Fracking Causes Blowouts too
Another day and yet another reported problem with fracking.
Canadian regulators are now investigating the possibility that fracking could have caused a blowout in a neighbouring well which was producing oil several hundred metres away.
The country’s Energy Resource Conservation Board was alerted last Friday after a landowner saw black fluid spraying fifteen metres into the air from a neighbour’s well. It is now investigating whether fracking by Calgary-based Midway Energy could have affected a nearby producing oil well owned by Wild Stream Exploration.
“We don’t know the details yet so it is premature to comment on the process, but my understanding is that it appears the fracturing process affected the other well,” said Cara Tobin, a spokeswoman for the Conservation Board. Five similar incidents of fracking interfering with an existing well have been reported since 2005, Tobin adds.
“We’re still not quite sure what happened,” said Scott Ratushny, Midway Energy chief executive. “We’re still investigating it, but something allowed the frack to carry into the same zone, 130 to 140 metres away (underground).”
This is precisely the problem with fracking. The oil industry continues to argue that the process involves precision drilling and has known risks that can be mitigated.
But everywhere the industry goes there have been problems. Even wells being used to dispose of fracking waste are being linked to earthquakes.
Authorities in Ohio have become alarmed over a string of earthquakes in the town of Youngstown, which suffered 11 earthquakes last year. All the quakes have been near wells used for disposal of fracking waste.
The strongest, which was a magnitude 4.0, hit on New Year’s Eve. As a result of the earthquakes, the Ohio Department of Natural Resources announced it would suspend operations at five injection wells in the area.

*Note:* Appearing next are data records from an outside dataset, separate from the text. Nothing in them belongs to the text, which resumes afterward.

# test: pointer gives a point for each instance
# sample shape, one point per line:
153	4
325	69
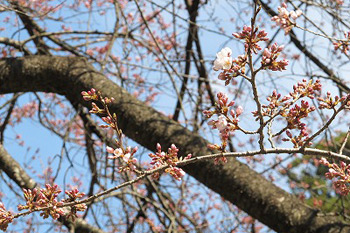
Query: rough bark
234	181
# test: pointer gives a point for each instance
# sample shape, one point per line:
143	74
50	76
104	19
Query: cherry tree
159	134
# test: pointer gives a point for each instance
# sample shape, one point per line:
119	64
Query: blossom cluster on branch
45	201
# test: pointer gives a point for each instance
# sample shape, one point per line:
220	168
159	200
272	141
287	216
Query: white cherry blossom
223	59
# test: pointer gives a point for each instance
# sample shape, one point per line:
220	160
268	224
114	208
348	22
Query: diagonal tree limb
234	181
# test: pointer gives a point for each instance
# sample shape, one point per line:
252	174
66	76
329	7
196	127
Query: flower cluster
223	59
299	140
170	160
127	155
74	195
6	217
275	103
89	95
329	102
227	120
46	197
343	45
286	19
340	173
306	89
295	114
44	200
237	68
269	59
251	38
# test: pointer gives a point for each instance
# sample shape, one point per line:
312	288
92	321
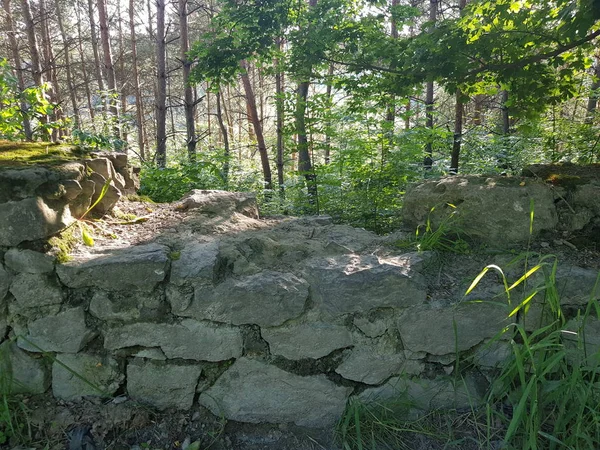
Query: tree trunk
253	113
428	160
109	68
14	48
86	79
139	108
94	37
225	139
188	95
161	98
279	91
68	68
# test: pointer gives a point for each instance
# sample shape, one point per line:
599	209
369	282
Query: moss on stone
18	154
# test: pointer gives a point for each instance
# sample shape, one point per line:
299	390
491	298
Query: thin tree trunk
189	105
161	99
225	139
279	90
86	79
139	111
68	68
14	48
429	99
108	63
253	113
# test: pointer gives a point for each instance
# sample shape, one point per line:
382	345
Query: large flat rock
141	267
358	283
266	299
256	392
188	340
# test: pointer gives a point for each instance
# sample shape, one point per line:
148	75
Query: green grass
19	154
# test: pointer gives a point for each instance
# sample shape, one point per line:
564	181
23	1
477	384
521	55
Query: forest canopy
321	105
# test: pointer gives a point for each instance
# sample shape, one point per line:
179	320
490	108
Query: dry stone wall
284	323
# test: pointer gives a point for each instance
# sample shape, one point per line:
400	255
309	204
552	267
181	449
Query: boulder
65	332
451	329
266	299
22	372
220	202
31	219
491	210
188	340
83	375
359	283
254	391
36	289
28	261
163	385
146	267
309	340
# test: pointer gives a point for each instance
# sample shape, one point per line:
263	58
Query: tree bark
139	108
14	48
161	98
188	94
253	116
68	68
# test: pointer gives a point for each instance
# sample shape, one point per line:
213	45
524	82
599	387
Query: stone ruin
280	321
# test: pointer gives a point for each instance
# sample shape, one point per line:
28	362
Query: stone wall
283	323
37	202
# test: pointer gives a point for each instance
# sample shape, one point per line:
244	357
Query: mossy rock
23	154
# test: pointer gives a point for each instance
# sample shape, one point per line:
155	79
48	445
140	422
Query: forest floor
123	424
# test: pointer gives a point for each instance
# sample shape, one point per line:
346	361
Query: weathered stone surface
424	329
310	340
24	373
220	202
36	289
141	267
5	281
266	299
371	365
352	283
426	394
101	372
125	306
163	385
253	391
196	263
31	219
110	198
188	340
65	332
494	210
28	261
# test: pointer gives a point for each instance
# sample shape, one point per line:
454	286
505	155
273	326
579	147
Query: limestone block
372	364
28	261
163	385
256	392
358	283
426	329
310	340
266	299
31	219
36	289
188	340
65	332
5	281
22	372
141	267
125	306
87	375
493	210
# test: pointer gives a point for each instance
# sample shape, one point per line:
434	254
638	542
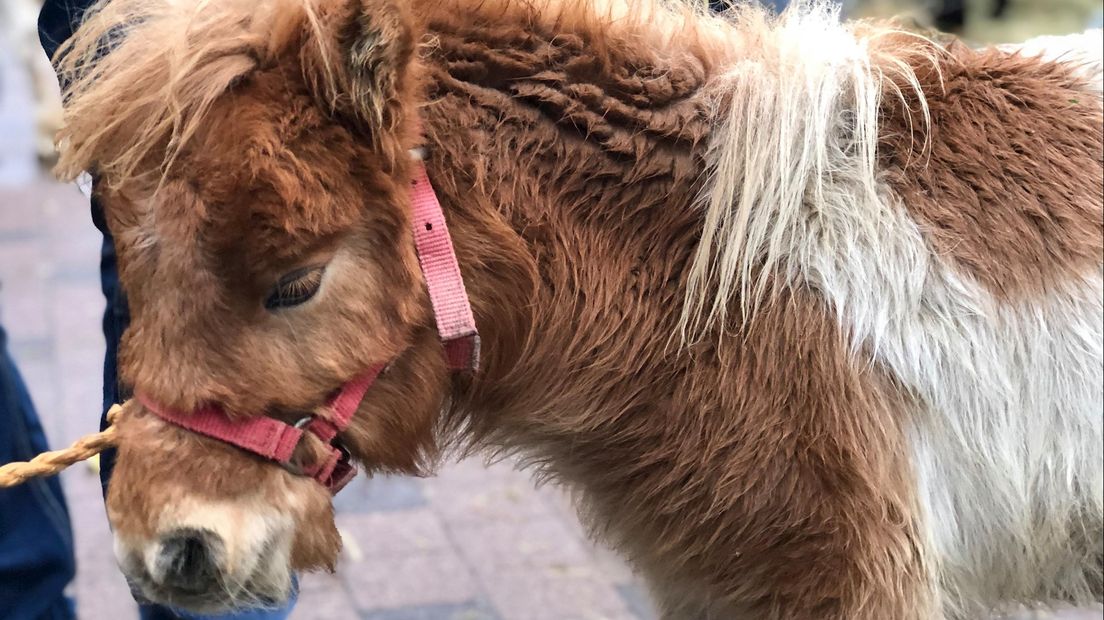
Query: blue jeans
35	540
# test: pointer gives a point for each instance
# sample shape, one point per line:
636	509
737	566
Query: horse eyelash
295	288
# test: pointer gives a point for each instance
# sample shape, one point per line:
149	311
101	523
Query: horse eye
295	288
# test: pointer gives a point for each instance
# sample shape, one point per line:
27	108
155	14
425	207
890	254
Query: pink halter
276	440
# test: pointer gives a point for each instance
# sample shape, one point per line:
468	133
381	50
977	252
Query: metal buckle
290	467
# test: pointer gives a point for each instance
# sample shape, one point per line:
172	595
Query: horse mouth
222	595
215	601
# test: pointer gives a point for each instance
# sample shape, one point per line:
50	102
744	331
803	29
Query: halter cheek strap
276	440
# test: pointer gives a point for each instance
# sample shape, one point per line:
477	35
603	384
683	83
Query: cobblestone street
470	544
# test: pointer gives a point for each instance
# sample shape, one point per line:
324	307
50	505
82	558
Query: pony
807	314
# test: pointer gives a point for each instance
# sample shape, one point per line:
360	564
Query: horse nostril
188	560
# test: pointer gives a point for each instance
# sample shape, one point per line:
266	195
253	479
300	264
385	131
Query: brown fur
975	178
760	472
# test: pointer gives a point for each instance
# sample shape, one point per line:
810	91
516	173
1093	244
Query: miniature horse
808	314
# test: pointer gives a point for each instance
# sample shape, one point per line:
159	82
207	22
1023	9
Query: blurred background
474	543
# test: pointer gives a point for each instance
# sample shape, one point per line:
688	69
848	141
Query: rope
52	463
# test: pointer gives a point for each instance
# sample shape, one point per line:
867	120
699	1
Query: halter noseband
277	440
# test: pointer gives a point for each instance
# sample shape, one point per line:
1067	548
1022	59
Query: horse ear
378	45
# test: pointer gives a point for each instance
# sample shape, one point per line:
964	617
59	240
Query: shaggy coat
808	314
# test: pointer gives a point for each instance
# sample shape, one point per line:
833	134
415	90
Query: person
36	558
57	20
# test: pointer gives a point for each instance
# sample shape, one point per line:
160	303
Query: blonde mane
796	100
796	132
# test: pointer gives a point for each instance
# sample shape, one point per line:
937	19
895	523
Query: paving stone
555	594
637	601
501	495
388	534
380	493
322	597
462	611
406	580
538	543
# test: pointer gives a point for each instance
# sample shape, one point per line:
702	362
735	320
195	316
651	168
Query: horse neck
566	171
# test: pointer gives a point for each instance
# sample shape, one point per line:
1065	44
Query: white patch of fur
1084	50
256	540
1007	435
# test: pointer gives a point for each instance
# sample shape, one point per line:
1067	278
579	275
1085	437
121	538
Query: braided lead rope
52	463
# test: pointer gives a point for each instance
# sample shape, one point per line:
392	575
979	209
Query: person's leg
35	540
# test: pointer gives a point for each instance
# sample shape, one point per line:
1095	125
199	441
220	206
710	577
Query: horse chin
212	559
267	587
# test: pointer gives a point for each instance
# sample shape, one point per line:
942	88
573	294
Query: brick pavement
473	543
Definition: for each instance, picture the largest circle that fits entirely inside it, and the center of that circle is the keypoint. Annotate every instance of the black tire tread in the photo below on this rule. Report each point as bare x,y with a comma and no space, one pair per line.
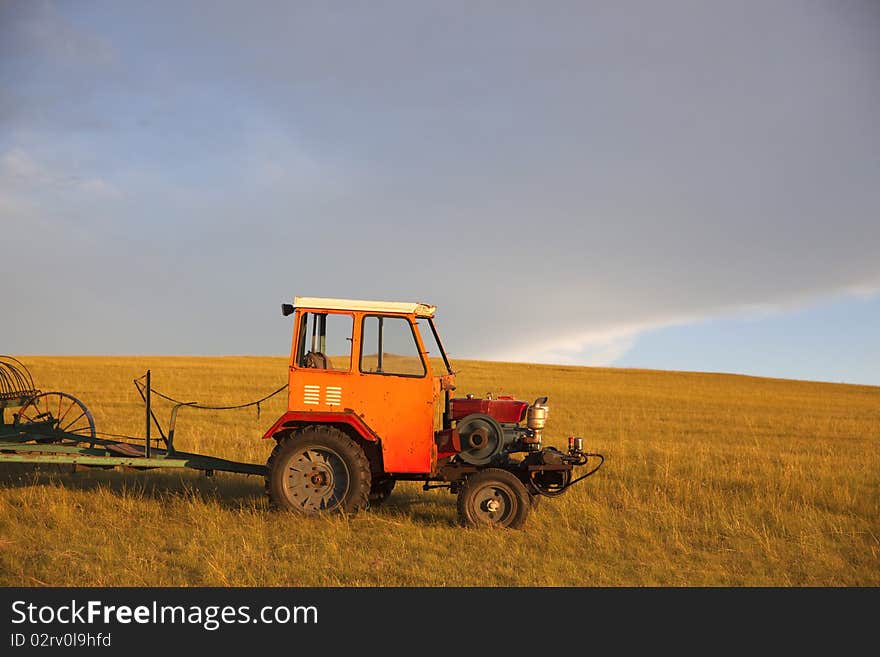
358,498
502,476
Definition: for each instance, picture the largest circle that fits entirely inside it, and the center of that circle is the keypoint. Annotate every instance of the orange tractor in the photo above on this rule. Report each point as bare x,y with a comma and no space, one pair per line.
370,403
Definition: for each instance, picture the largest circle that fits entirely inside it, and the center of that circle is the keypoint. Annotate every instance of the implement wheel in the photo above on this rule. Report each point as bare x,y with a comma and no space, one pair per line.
316,470
493,497
55,417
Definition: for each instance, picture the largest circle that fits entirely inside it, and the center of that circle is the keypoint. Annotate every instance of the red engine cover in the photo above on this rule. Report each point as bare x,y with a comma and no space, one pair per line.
506,410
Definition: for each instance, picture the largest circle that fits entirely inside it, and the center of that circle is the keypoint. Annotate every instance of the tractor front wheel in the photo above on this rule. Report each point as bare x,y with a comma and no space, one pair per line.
316,470
493,497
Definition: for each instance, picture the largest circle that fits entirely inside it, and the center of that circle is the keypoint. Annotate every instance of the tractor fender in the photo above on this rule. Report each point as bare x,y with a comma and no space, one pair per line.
300,418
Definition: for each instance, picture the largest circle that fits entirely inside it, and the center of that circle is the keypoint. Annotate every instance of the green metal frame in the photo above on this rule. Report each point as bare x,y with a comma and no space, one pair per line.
19,443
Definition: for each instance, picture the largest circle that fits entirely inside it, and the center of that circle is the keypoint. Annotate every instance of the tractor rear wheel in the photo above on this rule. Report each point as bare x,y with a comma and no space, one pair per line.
493,497
318,469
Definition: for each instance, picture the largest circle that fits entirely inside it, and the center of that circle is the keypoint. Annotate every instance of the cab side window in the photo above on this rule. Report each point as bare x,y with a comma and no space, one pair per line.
388,346
325,341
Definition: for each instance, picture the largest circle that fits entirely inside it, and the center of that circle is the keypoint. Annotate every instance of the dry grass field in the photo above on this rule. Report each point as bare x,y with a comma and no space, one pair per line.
710,480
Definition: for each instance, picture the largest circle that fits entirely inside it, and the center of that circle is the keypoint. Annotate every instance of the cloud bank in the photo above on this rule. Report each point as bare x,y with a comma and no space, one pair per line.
556,181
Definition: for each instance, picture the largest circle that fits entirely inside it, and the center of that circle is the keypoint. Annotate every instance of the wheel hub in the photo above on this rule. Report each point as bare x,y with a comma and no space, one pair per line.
317,479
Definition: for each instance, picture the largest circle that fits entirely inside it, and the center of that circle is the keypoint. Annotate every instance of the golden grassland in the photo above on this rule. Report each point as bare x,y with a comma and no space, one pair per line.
710,480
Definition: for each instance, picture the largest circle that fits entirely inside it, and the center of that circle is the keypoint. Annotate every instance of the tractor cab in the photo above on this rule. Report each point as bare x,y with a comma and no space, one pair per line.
379,364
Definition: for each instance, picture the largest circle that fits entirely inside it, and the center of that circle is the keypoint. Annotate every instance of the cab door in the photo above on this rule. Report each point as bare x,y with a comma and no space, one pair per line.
395,391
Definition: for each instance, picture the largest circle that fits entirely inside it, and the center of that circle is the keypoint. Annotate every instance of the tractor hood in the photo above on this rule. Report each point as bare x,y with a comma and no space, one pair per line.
506,410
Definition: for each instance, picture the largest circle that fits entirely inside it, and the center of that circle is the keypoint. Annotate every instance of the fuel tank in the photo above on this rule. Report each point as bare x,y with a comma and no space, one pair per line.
506,410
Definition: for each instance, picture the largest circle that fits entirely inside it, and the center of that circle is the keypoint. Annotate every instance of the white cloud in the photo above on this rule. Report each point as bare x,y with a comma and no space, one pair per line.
23,176
595,348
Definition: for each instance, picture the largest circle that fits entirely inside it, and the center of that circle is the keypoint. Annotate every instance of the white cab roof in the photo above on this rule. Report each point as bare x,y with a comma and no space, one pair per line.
418,309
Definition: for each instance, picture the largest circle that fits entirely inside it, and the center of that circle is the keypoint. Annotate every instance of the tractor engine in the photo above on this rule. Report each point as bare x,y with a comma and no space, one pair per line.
490,429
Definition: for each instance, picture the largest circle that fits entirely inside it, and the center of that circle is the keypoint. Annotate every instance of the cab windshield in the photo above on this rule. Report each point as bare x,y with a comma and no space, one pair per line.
431,339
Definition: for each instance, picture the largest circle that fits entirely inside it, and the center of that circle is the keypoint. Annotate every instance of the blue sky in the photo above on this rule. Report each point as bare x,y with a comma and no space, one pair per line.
683,186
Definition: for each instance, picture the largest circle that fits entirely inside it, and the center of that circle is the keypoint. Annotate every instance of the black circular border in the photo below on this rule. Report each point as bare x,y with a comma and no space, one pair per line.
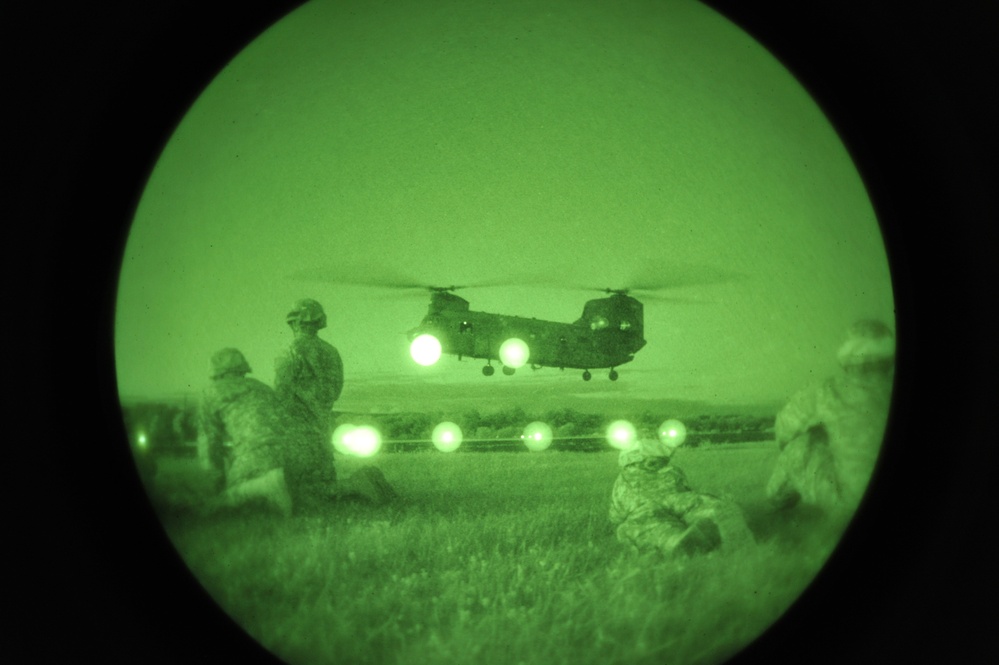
99,90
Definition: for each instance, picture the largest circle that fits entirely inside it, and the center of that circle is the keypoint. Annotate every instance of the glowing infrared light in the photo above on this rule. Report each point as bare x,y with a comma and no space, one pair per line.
514,353
339,438
621,434
672,433
446,437
537,436
425,349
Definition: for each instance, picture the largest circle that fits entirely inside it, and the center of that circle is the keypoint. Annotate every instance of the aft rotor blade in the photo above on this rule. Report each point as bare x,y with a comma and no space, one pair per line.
679,275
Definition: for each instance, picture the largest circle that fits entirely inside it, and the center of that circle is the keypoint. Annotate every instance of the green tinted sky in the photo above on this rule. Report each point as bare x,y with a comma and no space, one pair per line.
461,140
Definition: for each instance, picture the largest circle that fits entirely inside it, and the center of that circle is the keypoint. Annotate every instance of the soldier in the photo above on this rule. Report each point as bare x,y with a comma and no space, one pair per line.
244,413
829,436
655,509
308,380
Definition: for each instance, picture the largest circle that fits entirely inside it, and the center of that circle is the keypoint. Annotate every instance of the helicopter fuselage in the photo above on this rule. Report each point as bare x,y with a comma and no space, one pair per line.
607,335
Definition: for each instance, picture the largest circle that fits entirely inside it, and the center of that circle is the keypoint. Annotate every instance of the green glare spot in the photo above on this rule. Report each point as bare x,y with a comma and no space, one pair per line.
446,437
672,432
621,434
339,438
363,441
537,436
425,349
514,353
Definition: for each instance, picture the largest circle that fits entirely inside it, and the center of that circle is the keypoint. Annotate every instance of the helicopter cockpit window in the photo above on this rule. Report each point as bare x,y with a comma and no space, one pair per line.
598,323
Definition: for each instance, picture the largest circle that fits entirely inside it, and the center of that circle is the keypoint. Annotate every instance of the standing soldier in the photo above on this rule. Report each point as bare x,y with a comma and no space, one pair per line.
308,380
655,509
829,437
244,413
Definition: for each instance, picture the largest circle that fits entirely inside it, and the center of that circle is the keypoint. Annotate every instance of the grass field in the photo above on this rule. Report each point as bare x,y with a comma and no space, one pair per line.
499,558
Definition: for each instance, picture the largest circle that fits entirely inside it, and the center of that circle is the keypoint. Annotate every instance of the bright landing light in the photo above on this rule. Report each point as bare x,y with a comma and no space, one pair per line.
621,434
425,349
514,353
362,441
446,437
537,436
672,433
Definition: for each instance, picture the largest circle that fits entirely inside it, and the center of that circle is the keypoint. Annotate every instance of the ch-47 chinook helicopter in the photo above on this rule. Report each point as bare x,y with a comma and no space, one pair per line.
608,334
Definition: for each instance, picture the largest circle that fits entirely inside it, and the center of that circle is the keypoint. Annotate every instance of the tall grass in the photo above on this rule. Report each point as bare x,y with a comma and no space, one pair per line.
500,558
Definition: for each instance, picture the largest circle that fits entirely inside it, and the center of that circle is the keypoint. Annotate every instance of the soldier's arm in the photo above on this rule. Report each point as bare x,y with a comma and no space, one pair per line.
211,434
285,371
796,418
337,375
618,512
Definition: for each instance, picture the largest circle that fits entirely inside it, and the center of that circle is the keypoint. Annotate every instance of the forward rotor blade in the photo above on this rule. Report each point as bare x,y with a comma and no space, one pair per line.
381,277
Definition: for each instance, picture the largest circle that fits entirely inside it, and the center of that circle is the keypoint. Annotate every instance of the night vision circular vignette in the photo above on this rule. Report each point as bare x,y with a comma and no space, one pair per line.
632,211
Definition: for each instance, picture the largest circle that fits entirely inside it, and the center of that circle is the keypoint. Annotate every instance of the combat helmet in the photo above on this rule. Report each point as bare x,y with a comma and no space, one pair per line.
229,361
307,311
868,342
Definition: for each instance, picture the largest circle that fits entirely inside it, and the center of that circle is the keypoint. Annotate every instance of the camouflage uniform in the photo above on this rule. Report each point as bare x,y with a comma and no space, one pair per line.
829,437
308,380
243,412
654,507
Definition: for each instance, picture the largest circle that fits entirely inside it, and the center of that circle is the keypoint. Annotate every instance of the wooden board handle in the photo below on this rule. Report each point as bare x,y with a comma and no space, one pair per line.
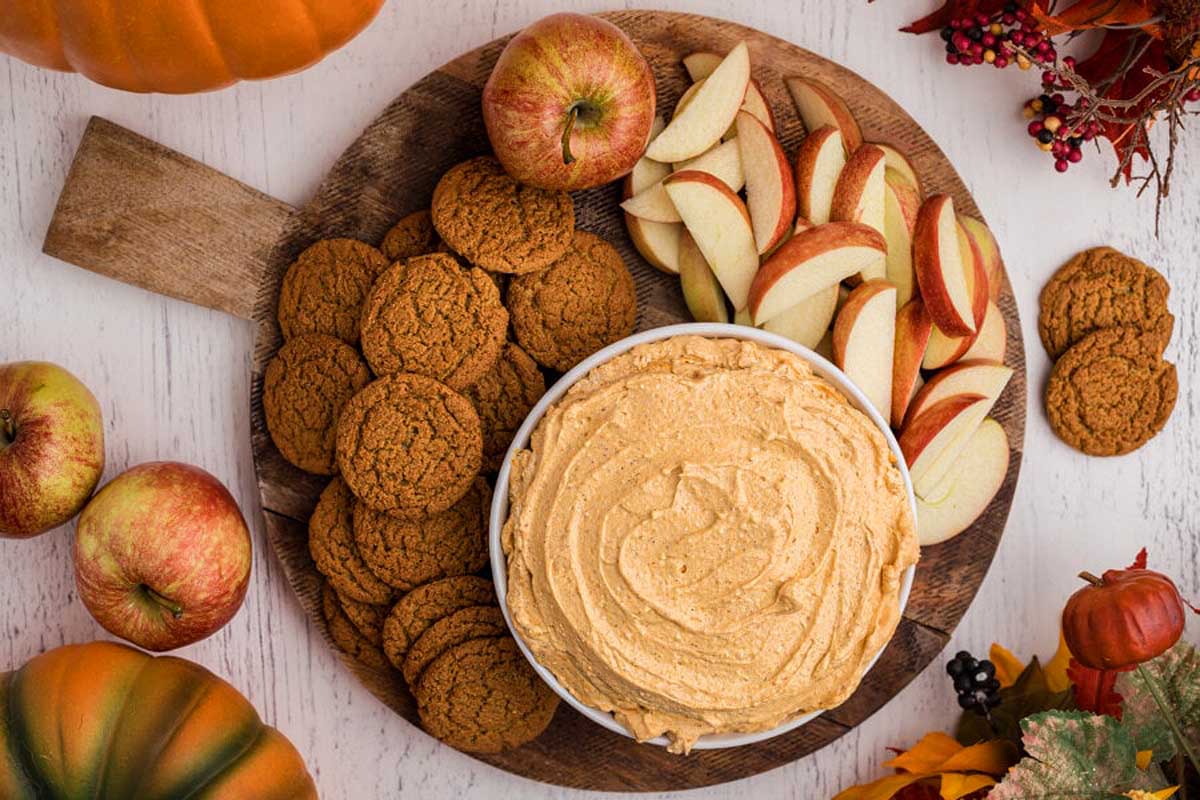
147,215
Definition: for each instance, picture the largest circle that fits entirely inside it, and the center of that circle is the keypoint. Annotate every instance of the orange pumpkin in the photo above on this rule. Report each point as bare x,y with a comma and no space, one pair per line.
179,46
111,722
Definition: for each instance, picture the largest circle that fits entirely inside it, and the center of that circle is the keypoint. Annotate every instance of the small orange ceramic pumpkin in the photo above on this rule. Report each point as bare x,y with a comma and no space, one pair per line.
111,722
1123,618
179,46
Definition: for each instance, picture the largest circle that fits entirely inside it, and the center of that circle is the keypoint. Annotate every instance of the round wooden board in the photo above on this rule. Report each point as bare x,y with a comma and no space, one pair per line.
145,215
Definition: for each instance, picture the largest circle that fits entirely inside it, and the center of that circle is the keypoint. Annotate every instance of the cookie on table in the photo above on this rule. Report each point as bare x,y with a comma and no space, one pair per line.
409,445
431,317
483,697
304,390
331,546
497,223
504,396
413,235
1104,288
1111,392
471,623
407,553
580,304
415,612
323,292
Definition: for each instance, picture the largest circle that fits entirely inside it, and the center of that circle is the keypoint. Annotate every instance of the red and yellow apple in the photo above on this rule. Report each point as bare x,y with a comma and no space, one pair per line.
162,555
569,103
52,447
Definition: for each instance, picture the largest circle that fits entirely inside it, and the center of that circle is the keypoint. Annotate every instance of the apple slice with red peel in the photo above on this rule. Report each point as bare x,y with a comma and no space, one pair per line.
701,289
900,208
811,260
969,488
864,338
653,204
820,106
771,186
701,122
933,440
808,322
819,163
940,265
987,378
913,328
719,222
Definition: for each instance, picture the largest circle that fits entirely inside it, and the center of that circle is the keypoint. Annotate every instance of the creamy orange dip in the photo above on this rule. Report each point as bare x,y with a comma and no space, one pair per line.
706,537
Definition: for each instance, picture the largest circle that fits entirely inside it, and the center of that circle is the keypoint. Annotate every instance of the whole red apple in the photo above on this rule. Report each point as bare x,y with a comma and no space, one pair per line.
569,103
52,447
162,555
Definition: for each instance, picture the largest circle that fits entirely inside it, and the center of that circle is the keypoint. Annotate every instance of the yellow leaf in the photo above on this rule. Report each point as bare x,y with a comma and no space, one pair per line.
955,786
1008,666
928,755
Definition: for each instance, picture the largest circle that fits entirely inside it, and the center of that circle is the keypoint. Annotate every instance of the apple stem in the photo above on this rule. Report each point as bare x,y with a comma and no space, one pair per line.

Despite this the mayor of Youngstown, has even gone as far as to buy earthquake insurance because of the quakes. “You lose your whole house, that’s your life savings, and if you have no money or no insurance to replace it, then what do you do?” Mayor Charles P. Sammarone has said. “Information is needed to make the homeowner and the residents feel safe.”
Meanwhile in New York, a former staffer at a state government agency responsible for regulating fracking, has warned that allowing the controversial technique would lead to contamination of the state’s aquifers and drinking water.
Paul Hetzler said: “I’m familiar with the fate and transport of contaminants in fractured media, and let me be clear: hydraulic fracturing as it’s practised today will contaminate our aquifers. Not might contaminate our aquifers. Hydraulic fracturing will contaminate New York’s aquifers. If you were looking for a way to poison the drinking water supply, here in the north-east you couldn’t find a more chillingly effective and thorough method of doing so than with hydraulic fracturing.”
Hetzler calles the proposals for hydraulic fracturing in New York state “insane”, adding: “I’m not saying anywhere you drill will cause a huge catastrophe. There might be a location where geological conditions are favourable, where contaminants don’t travel. But the Marcellus shale is not a homogeneous layer. You can’t predict what is going to happen.”
Slowly but surely we can now predict what will happen: pollution, blowouts and earthquakes to name just three of the problems.
And the industry continues to argue it is safe.